The film is recognized by American Film Institute in these lists:

- 2002: AFI's 100 Years...100 Passions – Nominated
- 2004: AFI's 100 Years...100 Songs:
  - "Ol' Man River" – #24
- 2006: AFI's Greatest Movie Musicals – #24

==Home media==
Show Boat was made available on VHS beginning in 1990 (MGM/UA M301757). The Voyager Company, under its Criterion Collection Label, released two versions on laserdisc in 1989 of the 1936 version. One was a special edition with extras that included the history of show boats in general and its stage and film history, and the other was a movie only version. MGM/UA Home Video released the 1929, 1936 and 1951 versions, as well as the Show Boat sequence from Till the Clouds Roll By, as The Complete Show Boat collection on laserdisc in 1995. The 1929 version was restored and this release is the most complete version available. The transfer for the 1936 version is the same as the Criterion Collection and the 1951 was from the restored stereo release MGM had done earlier.
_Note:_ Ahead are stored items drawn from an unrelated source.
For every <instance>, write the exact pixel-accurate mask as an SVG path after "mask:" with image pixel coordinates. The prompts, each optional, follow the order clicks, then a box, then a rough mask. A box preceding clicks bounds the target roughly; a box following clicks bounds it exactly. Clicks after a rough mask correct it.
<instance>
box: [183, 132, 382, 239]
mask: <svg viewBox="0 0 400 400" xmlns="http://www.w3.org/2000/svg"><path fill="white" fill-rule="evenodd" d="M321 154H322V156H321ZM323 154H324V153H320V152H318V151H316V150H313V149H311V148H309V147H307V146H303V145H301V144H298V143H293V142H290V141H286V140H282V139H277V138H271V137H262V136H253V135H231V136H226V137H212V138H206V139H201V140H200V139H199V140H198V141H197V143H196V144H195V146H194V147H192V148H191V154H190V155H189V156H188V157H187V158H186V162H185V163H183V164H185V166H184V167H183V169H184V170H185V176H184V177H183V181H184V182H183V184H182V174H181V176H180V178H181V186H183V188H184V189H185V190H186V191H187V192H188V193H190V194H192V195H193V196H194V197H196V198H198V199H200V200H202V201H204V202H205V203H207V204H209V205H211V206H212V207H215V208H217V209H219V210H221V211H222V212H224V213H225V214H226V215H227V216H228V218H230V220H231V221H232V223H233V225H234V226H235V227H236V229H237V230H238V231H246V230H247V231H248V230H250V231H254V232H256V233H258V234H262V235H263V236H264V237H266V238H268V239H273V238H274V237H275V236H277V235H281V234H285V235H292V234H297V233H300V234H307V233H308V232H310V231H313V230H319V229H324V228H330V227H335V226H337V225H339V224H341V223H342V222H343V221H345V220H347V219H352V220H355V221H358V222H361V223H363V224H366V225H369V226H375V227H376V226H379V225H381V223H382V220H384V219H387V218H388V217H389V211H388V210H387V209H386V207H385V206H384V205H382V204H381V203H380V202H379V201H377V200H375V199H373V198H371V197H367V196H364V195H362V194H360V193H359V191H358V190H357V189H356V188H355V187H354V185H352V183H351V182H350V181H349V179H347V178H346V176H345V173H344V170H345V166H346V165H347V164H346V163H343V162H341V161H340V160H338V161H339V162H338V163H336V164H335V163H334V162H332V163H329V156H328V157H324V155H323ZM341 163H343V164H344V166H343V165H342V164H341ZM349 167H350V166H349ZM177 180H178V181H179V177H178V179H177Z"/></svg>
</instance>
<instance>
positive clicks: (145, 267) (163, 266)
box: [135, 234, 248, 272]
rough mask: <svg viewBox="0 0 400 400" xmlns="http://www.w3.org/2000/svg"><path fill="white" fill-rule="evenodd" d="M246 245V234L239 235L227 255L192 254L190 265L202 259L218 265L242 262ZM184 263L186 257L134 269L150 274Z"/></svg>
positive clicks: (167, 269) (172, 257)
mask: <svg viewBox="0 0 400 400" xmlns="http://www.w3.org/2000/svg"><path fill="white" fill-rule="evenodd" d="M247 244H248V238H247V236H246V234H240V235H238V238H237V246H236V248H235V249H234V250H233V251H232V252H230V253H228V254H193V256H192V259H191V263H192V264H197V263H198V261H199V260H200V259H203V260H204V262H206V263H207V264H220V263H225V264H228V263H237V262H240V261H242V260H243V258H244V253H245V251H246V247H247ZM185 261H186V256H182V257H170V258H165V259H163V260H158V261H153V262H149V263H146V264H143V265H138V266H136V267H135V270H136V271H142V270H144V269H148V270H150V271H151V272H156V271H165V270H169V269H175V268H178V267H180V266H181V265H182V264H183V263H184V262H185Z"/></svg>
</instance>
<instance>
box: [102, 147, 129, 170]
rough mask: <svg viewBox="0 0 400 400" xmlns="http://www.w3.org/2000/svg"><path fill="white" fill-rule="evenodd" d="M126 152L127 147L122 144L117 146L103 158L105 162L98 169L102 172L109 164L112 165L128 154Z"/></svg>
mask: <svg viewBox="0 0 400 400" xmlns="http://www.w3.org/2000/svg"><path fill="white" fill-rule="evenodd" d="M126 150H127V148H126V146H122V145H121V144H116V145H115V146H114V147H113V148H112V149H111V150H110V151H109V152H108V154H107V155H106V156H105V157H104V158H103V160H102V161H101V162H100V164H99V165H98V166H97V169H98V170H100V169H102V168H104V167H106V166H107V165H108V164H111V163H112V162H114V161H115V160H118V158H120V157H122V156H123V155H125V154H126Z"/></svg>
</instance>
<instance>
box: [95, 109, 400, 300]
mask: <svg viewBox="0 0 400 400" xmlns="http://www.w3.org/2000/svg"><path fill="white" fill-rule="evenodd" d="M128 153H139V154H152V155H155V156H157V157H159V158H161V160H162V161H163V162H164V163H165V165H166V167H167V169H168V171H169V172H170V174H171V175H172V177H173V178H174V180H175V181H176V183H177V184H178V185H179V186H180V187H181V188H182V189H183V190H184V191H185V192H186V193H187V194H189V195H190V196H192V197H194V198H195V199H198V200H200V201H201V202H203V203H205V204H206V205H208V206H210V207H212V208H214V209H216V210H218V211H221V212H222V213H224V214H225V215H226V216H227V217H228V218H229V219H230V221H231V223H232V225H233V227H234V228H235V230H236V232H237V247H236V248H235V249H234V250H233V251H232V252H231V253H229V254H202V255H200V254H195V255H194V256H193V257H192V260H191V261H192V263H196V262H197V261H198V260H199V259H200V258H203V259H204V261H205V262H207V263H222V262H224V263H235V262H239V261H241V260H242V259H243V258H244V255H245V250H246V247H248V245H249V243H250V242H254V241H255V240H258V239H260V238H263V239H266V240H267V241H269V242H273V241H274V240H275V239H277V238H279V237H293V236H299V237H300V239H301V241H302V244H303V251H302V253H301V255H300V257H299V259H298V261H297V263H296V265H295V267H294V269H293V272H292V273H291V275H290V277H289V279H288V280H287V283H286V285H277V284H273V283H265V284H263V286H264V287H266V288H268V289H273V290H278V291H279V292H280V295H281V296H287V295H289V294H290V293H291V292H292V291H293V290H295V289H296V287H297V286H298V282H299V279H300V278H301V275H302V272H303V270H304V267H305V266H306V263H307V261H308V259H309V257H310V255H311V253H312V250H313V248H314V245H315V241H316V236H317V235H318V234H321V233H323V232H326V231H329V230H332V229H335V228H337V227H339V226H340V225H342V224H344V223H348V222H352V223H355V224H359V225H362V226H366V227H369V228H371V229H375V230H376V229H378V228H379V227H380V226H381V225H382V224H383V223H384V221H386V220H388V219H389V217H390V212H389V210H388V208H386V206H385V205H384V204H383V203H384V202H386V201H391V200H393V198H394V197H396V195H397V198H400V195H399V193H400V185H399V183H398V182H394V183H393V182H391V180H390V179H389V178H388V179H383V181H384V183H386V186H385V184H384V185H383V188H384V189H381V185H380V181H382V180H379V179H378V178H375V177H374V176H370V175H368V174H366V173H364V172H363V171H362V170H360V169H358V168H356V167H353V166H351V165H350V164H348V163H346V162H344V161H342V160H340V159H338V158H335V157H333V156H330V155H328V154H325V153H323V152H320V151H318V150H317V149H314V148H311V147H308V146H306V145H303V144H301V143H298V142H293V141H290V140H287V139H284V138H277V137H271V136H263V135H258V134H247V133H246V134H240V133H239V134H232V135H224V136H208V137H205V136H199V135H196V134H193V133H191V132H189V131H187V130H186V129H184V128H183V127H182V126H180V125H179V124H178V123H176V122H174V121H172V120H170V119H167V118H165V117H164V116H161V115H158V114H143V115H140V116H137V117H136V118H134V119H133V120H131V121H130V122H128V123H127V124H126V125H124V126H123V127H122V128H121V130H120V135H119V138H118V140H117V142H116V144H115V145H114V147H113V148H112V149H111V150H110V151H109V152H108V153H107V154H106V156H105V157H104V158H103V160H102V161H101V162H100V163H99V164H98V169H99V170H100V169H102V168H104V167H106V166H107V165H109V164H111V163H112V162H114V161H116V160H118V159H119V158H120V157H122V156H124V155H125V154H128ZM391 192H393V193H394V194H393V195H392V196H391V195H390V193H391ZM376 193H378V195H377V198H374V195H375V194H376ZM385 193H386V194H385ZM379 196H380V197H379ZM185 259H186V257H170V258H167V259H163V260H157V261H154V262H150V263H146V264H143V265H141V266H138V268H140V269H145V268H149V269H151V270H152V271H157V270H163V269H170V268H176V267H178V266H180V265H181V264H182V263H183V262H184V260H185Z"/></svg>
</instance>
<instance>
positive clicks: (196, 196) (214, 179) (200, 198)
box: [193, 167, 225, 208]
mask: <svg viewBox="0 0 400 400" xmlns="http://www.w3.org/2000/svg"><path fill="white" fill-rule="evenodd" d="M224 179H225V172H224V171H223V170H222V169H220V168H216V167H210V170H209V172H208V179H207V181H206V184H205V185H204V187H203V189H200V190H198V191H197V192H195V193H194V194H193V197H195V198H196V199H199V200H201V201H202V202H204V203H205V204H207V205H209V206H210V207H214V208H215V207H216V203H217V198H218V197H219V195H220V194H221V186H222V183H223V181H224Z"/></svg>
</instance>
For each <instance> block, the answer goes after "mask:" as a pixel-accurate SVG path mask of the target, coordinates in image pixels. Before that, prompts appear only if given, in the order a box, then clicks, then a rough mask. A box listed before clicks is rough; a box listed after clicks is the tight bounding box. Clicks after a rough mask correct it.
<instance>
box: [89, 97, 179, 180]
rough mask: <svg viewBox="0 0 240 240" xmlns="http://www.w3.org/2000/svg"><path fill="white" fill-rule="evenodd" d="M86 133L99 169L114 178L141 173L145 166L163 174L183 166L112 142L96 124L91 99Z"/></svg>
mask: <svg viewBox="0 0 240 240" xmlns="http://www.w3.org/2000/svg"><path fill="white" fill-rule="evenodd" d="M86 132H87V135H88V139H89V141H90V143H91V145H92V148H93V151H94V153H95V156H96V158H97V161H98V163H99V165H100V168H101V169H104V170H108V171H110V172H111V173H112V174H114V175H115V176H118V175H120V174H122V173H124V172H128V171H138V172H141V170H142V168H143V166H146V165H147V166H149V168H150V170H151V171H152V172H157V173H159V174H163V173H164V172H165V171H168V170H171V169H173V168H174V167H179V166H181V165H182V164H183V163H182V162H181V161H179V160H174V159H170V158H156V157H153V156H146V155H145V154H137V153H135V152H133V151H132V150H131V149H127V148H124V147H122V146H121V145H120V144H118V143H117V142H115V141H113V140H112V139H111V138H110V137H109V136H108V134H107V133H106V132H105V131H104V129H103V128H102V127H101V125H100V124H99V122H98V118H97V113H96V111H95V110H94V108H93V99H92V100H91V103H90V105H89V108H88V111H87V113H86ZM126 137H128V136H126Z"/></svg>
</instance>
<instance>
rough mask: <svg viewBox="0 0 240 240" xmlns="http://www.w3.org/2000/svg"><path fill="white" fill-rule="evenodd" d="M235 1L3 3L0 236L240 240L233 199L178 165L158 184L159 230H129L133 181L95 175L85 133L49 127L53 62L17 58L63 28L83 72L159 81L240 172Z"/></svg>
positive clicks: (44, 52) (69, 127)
A Brazilian company, Classicline, released a poor quality DVD version in 2003.

In February 2014, a restoration of the film became available on DVD in the U.S. as part of Warner Home Video's Archive Collection line. The initial inventory will be filled by manufactured DVDs; subsequent inventory will be filled by DVDs-on-demand (DVD-Rs). Warner has since discontinued this edition.

In March 2020, Criterion released both a DVD and Blu-ray of this version, with footage from the 1929 version and commentary by Miles Krueger on both the feature film and the 1929 footage, both ported over from the CAV laserdisc release.